Lei allungò una mano sulla sua coscia, poi sul cavallo dei pantaloni. «Mmm», disse. «Non sono l’unica cosa dura da queste parti.»
«Mangia questa cacchio di colazione, ragazza!» disse Zak, trattenendo un sogghigno, poi si girò e la baciò.
Un’ora dopo, scesero nuovamente al piano di sotto e uscirono dalla porta d’ingresso, in una mattinata secca e ventosa. La vecchia Mazda MX-5 di Zak era parcheggiata nel vialetto davanti al garage che ospitava la malconcia Fiesta di Freya. La MX-5, che non veniva lucidata da anni, aveva uno squarcio nel tettuccio di tela, rattoppato con il nastro adesivo, ed era sporca di guano dei gabbiani.
«Questo cane, per quanto tempo dobbiamo tenerlo?»
«Bobby!» disse lei. «Si chiama Bobby ed è assolutamente adorabile. Quando l’avrai visto, vorrai un cucciolo!»
«I coreani li mangiano, i cani. Esistono ricette favolose.»
«Zak, è una cosa orribile.»
«Già, okay, scusami. È solo che ti voglio tutta per me, non voglio dividerti con un cane.»
«Ti piacerà, te lo prometto. Ed è solo per una settimana.»
Freya aveva acconsentito a prendersi cura del cane dei suoi amici Emily e Steve, un terrier meticcio, mentre loro erano via per le vacanze. Non aveva pensato che Zak potesse essere tanto ostile a quell’adorabile creatura.
L’uomo nella piccola Renault berlina parcheggiata poco più avanti lungo la strada, la faccia nascosta dalle pagine del Sunday Times, guardò la MX-5 fare retromarcia e partire.
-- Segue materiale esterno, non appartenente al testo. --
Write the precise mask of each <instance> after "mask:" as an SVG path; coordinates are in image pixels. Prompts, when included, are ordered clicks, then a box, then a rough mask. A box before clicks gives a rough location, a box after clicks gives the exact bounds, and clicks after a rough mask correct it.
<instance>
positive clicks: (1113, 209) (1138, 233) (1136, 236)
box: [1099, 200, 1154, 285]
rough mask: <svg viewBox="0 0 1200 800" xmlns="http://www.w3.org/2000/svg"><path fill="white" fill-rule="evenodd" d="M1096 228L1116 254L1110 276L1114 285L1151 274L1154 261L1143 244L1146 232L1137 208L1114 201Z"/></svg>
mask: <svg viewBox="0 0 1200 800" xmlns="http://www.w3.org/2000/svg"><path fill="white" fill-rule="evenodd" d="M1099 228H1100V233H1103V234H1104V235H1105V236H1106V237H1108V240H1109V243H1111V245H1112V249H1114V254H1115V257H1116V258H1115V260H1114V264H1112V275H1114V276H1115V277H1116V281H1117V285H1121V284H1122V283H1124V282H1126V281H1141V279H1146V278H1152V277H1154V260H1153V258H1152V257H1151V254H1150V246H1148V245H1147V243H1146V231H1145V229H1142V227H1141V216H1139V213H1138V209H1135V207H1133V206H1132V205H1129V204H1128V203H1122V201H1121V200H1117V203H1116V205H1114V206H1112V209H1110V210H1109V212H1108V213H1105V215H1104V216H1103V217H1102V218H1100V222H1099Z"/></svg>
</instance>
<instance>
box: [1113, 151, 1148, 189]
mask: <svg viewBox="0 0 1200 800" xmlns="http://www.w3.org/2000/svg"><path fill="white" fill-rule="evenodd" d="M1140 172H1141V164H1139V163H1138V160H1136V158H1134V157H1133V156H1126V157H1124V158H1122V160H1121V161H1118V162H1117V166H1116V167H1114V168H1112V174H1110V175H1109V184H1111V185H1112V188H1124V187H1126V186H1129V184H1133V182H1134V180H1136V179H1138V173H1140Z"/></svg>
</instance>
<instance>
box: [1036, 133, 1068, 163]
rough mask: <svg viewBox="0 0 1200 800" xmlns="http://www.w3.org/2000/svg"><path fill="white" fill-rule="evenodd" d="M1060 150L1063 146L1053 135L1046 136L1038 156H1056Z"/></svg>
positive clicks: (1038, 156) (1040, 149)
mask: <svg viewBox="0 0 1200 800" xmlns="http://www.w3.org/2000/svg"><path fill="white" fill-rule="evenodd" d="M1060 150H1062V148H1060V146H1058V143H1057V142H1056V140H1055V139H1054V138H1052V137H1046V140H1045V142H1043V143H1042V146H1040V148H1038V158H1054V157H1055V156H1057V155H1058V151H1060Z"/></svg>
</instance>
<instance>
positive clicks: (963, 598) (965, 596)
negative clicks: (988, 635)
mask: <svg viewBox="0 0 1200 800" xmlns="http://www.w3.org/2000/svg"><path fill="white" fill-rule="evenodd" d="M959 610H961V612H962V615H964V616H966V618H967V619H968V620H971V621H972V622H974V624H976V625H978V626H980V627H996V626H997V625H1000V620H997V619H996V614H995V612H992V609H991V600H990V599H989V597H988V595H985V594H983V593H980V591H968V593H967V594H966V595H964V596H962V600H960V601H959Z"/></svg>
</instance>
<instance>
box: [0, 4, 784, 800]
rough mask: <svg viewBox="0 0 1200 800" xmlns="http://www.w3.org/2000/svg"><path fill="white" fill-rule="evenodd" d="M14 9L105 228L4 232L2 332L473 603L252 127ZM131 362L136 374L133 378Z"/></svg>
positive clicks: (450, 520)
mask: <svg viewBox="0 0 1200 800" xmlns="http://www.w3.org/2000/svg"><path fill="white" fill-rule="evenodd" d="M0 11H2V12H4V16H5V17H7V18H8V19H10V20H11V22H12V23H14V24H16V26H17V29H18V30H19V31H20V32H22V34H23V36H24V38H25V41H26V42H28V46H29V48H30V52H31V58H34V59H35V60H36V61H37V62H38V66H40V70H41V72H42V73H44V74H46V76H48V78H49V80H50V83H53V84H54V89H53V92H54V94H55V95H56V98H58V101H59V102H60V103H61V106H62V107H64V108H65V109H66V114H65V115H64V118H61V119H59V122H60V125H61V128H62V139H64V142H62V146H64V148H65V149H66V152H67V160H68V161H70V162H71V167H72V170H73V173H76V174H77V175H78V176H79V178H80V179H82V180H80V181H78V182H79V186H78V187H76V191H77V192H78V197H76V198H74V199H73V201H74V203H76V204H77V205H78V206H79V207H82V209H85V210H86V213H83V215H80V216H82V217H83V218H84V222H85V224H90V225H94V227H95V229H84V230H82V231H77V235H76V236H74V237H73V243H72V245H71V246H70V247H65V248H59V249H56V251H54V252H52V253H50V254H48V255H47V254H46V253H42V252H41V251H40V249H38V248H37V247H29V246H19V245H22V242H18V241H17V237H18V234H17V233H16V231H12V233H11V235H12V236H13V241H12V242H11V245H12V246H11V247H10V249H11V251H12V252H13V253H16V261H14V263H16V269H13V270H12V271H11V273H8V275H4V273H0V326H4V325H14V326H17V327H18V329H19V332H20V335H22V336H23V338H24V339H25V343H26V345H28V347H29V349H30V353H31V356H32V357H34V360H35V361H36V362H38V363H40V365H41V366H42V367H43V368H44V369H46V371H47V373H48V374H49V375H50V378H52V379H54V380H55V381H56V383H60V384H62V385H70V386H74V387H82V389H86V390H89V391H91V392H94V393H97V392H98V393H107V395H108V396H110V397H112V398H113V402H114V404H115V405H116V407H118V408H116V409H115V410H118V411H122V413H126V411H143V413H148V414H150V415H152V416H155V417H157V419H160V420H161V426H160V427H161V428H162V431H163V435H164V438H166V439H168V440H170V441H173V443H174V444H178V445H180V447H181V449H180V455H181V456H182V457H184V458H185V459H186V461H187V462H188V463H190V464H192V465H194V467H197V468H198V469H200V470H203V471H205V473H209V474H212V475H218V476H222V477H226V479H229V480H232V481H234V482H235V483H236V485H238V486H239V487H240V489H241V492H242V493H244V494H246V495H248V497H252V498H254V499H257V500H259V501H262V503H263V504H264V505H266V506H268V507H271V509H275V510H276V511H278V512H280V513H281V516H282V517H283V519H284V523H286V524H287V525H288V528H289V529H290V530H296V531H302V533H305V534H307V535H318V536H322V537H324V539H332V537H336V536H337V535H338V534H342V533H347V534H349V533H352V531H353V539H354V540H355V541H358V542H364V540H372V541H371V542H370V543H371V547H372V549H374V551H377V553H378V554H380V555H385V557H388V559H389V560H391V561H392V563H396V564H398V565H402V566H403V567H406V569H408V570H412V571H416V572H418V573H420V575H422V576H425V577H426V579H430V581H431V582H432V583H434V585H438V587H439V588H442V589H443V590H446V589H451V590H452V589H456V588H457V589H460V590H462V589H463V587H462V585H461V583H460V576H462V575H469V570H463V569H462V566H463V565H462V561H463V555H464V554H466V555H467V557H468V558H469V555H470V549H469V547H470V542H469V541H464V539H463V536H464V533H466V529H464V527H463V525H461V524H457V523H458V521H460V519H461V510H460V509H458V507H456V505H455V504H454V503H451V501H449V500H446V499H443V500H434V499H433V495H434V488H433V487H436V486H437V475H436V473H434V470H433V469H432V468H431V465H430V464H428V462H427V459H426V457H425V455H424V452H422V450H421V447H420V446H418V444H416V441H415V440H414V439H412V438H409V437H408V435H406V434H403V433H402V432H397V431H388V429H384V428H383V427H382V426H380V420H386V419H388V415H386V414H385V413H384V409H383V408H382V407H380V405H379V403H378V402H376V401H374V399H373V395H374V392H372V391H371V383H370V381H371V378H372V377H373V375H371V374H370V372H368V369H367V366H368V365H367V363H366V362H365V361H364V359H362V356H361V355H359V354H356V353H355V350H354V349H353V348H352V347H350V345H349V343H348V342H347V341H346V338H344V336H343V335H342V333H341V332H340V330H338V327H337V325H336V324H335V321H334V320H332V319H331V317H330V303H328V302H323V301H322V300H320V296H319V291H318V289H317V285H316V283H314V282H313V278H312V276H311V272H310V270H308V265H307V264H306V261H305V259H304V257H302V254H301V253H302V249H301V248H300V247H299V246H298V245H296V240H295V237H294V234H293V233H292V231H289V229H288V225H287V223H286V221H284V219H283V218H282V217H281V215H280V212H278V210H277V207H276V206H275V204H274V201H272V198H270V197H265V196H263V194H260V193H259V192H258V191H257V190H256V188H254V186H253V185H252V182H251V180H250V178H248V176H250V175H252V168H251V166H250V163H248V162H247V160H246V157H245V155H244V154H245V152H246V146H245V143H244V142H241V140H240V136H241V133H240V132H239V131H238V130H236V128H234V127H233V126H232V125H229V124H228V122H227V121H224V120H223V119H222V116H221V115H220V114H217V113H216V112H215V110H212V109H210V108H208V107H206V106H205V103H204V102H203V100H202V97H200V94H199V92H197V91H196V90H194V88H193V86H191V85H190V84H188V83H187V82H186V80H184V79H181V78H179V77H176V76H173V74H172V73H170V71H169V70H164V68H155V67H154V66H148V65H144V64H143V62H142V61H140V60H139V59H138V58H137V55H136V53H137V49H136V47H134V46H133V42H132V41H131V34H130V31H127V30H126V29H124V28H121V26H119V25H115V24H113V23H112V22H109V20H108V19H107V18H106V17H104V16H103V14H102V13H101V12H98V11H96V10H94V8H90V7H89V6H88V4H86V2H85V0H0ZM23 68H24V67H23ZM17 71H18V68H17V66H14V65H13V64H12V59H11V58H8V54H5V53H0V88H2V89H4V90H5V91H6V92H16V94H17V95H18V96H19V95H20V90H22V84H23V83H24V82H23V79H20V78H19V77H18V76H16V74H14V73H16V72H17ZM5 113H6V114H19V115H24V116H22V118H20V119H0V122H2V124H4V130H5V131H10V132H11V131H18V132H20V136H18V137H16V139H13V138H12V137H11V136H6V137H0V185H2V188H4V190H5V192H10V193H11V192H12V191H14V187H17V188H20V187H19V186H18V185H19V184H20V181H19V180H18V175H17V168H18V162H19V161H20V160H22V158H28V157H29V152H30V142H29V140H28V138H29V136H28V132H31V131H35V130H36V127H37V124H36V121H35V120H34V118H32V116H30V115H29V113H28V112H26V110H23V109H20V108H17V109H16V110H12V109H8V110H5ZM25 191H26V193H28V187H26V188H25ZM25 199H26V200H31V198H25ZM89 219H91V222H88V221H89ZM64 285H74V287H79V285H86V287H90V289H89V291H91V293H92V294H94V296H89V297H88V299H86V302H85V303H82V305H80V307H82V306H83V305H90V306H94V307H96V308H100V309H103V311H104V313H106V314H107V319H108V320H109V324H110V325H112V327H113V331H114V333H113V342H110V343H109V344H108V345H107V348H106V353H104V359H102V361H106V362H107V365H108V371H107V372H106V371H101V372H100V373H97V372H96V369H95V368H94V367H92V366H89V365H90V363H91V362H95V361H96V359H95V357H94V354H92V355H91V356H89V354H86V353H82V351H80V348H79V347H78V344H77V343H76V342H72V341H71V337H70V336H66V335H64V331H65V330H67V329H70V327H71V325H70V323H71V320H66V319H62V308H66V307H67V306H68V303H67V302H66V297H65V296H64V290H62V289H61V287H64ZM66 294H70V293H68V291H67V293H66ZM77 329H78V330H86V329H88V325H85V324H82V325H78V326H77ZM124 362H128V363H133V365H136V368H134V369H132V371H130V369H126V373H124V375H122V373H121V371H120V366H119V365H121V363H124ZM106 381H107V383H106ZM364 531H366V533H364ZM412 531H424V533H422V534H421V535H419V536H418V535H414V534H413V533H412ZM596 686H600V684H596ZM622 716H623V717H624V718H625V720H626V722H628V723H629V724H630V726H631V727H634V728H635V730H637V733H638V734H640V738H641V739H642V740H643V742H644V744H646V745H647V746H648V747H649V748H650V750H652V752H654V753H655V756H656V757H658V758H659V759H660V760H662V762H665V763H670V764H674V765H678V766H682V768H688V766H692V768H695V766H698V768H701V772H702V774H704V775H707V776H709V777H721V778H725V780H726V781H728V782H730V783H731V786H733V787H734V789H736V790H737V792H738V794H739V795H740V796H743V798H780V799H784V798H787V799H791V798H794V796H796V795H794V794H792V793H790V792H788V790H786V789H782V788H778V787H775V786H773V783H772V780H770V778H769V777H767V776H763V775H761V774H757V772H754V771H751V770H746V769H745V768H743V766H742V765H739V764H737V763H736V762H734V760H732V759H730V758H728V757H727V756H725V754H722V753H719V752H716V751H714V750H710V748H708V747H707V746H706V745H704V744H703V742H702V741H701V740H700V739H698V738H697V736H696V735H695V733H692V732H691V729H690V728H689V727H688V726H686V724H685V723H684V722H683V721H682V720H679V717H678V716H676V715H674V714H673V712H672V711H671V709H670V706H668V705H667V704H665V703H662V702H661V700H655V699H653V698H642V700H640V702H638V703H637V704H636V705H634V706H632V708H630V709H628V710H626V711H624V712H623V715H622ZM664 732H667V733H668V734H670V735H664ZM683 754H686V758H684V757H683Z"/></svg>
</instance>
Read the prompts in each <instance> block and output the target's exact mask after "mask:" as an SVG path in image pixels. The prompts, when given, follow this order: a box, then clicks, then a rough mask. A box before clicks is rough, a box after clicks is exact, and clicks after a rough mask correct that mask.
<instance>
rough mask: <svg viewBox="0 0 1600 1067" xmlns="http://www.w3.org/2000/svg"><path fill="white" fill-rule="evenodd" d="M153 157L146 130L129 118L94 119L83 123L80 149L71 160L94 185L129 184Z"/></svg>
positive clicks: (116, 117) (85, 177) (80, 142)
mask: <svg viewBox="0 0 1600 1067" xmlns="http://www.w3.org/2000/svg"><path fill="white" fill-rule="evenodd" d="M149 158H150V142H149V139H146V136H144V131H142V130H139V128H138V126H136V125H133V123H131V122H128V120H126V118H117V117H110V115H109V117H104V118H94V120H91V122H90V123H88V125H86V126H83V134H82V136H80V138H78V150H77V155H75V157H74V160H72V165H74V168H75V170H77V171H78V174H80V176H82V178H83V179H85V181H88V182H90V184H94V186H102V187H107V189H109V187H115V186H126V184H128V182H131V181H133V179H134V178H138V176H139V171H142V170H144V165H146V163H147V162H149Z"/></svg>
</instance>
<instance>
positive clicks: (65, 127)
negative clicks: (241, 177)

Stava leggendo con grande interesse l’articolo in prima pagina su Logan Somerville. Sul sedile del passeggero c’erano un gilet ad alta visibilità e una cartellina portablocco. Proprio come per i taxi, sapeva che la gente non prestava mai molta attenzione a chi indossava gilet ad alta visibilità e aveva in mano una cartellina portablocco.